Ce colloque se veut être un espace de dialogue pluridisciplinaire (histoire, sociologie, géographie, médecine, anthropologie…) destiné à analyser les savoirs, pratiques et répertoires d’action issus de ces mobilisations. Il s’ouvre à des terrains variés dans le temps et dans l’espace, en particulier au-delà des pays d’ancienne industrialisation, afin de documenter et de cartographier les luttes, passées et présentes, contre la nocivité.

Annonce

Argumentaire

Comment lutter contre la nocivité du travail ? Le concept de « nocivité » provient des réflexions politiques et syndicales italiennes de la seconde moitié du XXème siècle : il désigne les effets délétères du travail à la fois sur la santé et sur l’environnement (Feltrin, Sacchetto, 2021) et permet d’articuler ces deux enjeux. L’objectif du colloque est d’explorer la créativité sociale dont témoignent les conflits menés par les travailleurs.euses pour lutter contre les effets sanitaires et environnementaux néfastes des activités de production et de reproduction.

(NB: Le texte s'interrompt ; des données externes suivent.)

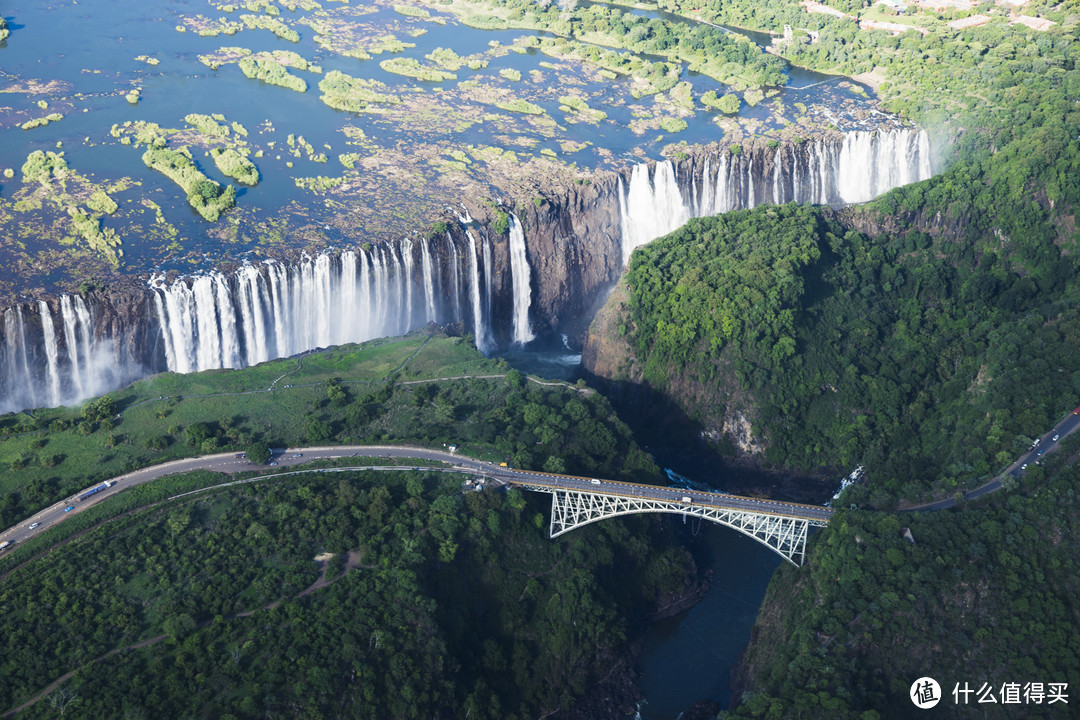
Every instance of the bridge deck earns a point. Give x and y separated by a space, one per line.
548 483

En renforçant le dialogue entre les études sur les « environnementalismes des pauvres » (Martinez-Alier, 2003, 2023) et les récents travaux sur l’environnementalisme ouvrier (Barca, 2015 ; Bécot, 2015 ; Davigo, 2017 ; Thirion, 2024), nous souhaitons mettre en lumière la création de savoirs et de pratiques mues par ces enjeux de la part des groupes sociaux qui sont en première ligne face aux dommages causés par le travail. Les études déjà menées se concentrent principalement sur les pays d’ancienne industrialisation, et sur les décennies d’après-guerre. Afin de prolonger ces perspectives, ce colloque proposera une double ouverture :

  • géographique, vers des territoires dont l’industrialisation est plus récente et où les répertoires d’action peuvent être moins articulés aux traditions des mouvements ouvriers ;
  • chronologique, non seulement pour comprendre les temporalités plus longues de certaines luttes, mais aussi pour porter l’attention vers des séquences historiques encore peu étudiées, ainsi de l’entre-deux-guerres ou des décennies de désindustrialisation.

À travers des perspectives pluridisciplinaires (historiques, sociologiques, géographiques, anthropologiques, épidémiologiques, médicales…), il s’agira d’interroger la variété des mobilisations tout en réfléchissant aux forces et aux limites des formes employées. À l’heure où les politiques environnementales tendent à une « dépossession écologique des classes populaires », il s’agira non seulement de comprendre quelles configurations socio-écologiques furent propices aux luttes contre la nocivité, d’éclairer par quelles modalités les actrices et acteurs de ces mobilisations composèrent avec les obstacles et contraintes qui leur furent opposés, mais aussi de souligner que ces actions contre la nocivité restent une composante actuelle – et souvent négligée – de la condition écologique des classes sociales (Collectif Classes Vertes, 2024).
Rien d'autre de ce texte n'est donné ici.